If modern psychology now claims that same-sex attraction is a positive variation of human sexuality, then who are we to deny it?


The forgotten meaning of human nature


by Zac Alstin
Contemporary debates have lost the vision of our ethical heritage

The term “natural law” often emerges within the inescapable debates over same-sex marriage, where it is just as often criticised, rejected, and even ridiculed. Natural law is important to many critics and opponents of same-sex marriage, yet it is poorly understood and often misrepresented in the public debate, in part because the natural law tradition – once the mainstay of Western ethical debate – is now deeply foreign to our contemporary way of thinking. Yet quite apart from issues like same-sex marriage, the natural law theory or set of theories are viewed by many as a neglected treasure of the Western ethical tradition with insights that circumvent a number of the challenges and pitfalls of other ethical systems.
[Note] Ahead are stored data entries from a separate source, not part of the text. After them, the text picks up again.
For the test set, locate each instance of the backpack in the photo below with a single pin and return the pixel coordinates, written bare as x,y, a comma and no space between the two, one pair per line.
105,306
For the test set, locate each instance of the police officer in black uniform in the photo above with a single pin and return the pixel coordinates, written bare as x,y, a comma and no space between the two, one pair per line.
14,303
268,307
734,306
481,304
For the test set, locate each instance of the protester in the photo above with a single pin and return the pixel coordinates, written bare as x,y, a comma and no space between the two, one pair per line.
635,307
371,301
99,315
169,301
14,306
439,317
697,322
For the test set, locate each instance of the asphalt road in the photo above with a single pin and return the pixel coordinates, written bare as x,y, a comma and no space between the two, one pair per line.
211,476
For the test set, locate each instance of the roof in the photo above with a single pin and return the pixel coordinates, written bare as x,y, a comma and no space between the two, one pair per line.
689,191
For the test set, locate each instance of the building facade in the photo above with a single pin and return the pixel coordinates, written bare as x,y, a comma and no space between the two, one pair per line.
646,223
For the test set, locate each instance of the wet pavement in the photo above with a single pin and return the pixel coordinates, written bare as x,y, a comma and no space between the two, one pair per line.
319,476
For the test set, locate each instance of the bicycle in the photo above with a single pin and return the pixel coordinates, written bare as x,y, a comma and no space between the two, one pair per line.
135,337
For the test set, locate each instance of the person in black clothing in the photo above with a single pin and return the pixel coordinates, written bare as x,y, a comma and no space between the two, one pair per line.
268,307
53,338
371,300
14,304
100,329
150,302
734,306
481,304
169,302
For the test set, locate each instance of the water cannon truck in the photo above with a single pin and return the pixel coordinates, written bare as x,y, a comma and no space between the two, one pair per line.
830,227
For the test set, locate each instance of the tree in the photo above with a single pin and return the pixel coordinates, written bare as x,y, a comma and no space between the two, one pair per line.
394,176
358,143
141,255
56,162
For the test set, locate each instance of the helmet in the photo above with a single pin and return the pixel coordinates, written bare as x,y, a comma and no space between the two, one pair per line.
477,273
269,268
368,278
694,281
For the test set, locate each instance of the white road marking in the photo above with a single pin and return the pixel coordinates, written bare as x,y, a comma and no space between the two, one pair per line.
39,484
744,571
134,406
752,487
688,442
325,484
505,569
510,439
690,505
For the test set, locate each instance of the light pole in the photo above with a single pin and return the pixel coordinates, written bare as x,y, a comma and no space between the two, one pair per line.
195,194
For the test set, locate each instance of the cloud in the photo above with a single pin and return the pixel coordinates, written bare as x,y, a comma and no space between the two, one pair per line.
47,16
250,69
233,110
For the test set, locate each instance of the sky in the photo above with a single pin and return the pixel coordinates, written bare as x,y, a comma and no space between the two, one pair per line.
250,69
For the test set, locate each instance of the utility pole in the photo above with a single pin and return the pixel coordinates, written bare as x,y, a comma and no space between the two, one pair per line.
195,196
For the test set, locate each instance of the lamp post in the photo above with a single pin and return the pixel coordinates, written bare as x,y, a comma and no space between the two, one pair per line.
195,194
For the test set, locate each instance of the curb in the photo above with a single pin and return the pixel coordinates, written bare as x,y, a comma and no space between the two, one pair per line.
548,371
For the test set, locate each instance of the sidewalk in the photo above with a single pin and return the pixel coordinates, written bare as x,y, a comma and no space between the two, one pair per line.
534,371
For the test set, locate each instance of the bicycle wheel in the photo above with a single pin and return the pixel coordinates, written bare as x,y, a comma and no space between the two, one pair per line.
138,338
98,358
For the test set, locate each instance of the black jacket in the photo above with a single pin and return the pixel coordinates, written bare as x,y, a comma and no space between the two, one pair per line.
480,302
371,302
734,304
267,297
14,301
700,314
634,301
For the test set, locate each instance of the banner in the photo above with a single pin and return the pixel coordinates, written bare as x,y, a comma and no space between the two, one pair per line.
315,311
Natural law theory is an approach to ethics that focuses not solely on consequences of actions or on abstract absolute rules, but on the study of human nature and the practical investigation of which actions, pursuits, and ends are most appropriate to the elusive and mysterious goal of “happiness”.

While natural law is historically associated most closely with the Stoics of Ancient Greece, its formative principles are also derived from the work of Aristotle, and – from the collective influence of the Platonist, Stoic, and Peripatetic schools – were taken up and further developed and elaborated by Christian philosophers, most notably of the Scholastic method.
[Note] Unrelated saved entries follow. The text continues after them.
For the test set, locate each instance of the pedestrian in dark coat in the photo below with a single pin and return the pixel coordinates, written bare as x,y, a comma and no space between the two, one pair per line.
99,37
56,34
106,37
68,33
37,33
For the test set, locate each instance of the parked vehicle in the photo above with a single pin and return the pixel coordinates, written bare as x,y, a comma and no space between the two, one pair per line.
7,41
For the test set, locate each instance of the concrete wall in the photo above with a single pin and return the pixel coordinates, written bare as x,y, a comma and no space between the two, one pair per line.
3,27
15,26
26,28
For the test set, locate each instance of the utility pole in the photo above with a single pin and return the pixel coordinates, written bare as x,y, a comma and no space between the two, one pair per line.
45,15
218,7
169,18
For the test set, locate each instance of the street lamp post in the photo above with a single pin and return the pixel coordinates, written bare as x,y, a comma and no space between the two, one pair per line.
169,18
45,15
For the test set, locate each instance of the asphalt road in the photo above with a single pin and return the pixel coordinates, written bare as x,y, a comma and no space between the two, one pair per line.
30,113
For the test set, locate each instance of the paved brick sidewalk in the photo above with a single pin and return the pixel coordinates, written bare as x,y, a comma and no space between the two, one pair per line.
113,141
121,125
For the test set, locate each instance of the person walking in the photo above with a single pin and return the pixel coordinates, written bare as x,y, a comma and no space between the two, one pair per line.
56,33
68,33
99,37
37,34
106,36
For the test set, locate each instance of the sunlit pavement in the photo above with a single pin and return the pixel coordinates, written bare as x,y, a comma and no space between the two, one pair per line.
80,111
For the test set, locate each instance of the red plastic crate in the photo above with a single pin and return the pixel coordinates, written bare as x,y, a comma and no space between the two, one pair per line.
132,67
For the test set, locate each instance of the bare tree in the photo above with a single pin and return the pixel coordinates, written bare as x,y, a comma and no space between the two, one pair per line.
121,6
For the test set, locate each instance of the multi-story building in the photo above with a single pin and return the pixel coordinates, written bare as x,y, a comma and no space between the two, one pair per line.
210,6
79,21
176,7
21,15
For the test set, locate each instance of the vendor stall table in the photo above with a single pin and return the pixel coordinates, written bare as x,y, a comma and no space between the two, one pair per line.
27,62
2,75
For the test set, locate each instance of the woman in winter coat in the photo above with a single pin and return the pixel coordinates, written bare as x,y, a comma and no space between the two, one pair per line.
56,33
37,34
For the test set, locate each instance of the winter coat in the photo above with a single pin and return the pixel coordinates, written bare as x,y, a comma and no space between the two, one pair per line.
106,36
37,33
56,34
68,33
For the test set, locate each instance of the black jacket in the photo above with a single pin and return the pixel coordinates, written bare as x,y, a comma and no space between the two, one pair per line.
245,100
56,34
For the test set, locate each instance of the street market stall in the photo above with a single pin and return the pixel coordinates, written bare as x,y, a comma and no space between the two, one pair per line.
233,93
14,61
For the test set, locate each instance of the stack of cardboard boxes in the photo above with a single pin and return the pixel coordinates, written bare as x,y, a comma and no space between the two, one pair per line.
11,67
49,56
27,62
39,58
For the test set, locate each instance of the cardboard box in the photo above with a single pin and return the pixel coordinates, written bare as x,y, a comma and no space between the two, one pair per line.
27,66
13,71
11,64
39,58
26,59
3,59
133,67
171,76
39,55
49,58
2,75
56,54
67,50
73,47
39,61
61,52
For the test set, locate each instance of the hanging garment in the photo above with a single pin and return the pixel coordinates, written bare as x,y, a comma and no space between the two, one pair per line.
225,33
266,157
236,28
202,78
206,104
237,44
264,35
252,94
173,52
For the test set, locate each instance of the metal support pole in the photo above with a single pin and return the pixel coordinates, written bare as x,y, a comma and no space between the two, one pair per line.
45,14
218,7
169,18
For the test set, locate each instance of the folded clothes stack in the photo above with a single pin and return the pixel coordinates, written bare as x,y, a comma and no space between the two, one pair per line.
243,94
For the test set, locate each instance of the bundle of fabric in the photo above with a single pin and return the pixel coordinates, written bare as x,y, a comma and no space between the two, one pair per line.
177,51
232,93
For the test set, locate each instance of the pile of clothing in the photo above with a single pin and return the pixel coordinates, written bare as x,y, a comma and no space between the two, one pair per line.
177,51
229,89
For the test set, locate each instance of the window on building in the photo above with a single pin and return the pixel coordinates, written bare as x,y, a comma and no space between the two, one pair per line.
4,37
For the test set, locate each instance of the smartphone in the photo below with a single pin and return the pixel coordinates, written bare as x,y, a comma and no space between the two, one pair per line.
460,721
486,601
Academic ethics eventually diverged from the natural law perspective, but the theory has undergone something of a resurgence in recent decades, with new interpretations and approaches emphasising natural law as a viable alternative to popular utilitarian systems. Like utilitarianism, natural law has developed a number of interpretations and theories, albeit with common underlying themes.

What is natural law?

The word ‘nature’ has been abused and misconstrued to the point where most of us define it immediately as:
“the phenomena of the physical world collectively, including plants, animals, the landscape, and other features and products of the earth, as opposed to humans or human creations.”

But in this case we are interested in another definition of nature as:
“the basic or inherent features, character, or qualities of something.”

If we observe, for example, that nearly every human in our acquaintance has two arms and two legs, we might be inclined to conclude that this is an inherent or essential quality of being human.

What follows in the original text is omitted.